# Cidex



## Craigthor (Sep 9, 2007)

Metricide 14 seems to be a good excel replacement. It an be found at dealmed.com for around $25 for a gallon I think

Craig


----------



## OverStocked (May 26, 2007)

search for metricide 14 here. I have written extensively about it.


----------



## Green Leaf Aquariums (Feb 26, 2007)

wakewalking said:


> was wondering what everyone thought about this as a replacement to excel, health concerns, does it need to be diluted, and where do you like to buy it?

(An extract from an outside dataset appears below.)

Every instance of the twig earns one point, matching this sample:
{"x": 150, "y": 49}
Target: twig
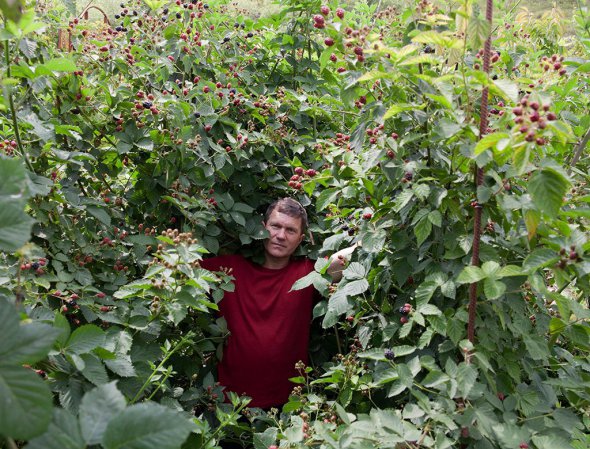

I use this stuff. It works fantastic. A one gallon jug is only $10. Its very concentrated and needs only minimal dosage. No need to dilute or activate if you get the right stuff. Cheap and very affective


----------



## [email protected] (Jul 17, 2008)

I use Cidex as well. University stores here sells a gallon of 2.4% solution for $9.68.
Read the label and wash your hands after use. 

Use the search feature on the forum to pull more information, nonsense, useful discussions, mis-information, and dire warnings than you will care to read, but should. 

And, please people - keep in mind that the poster asked about Cidex. 
Not concentrated microscopy grade glutaraldehyde. 
We been there and done that thread too many times already.


----------



## wakewalking (Jan 18, 2010)

[email protected] said:


> I use Cidex as well. University stores here sells a gallon of 2.4% solution for $9.68.
> Read the label and wash your hands after use.
> 
> Use the search feature on the forum to pull more information, nonsense, useful discussions, mis-information, and dire warnings than you will care to read, but should.
> ...


yeah sometimes its hard to sift through everything to find what you really need.

i have heard about metricide 14 also, cidex seems to be the cheaper solution to buying all this excel though. i wish i knew the chem behind this stuff as I have no idea how these disinfectants also contribute to plant growth. I am looking up Glutaraldehyde right now.


----------



## Seattle_Aquarist (Jun 15, 2008)

Hi wakewalking,

Seachem Excel has a concentration of 1.5% Glutaraldehyde; Cidex is a 2.4% concentration of Glut. Be careful not to accidentally overdose.


----------



## wakewalking (Jan 18, 2010)

wikipedia tells me:

A polymerized isomer of glutaraldehyde known as polycycloglutaracetal is a fertilizer for aquatic plants. It is claimed that it provides a bioavailable source of carbon for higher plants that is not available to algae. Though not marketed as such due to federal regulations, the biocidal effect of glutaraldehyde kills most algae at concentrations of 0.5–5.0 ppm.[vague] These levels are not harmful to most aquatic fauna and flora. Adverse reactions have been observed by some aquarists at these concentrations in some aquatic mosses, liverworts, and vascular plants. [4]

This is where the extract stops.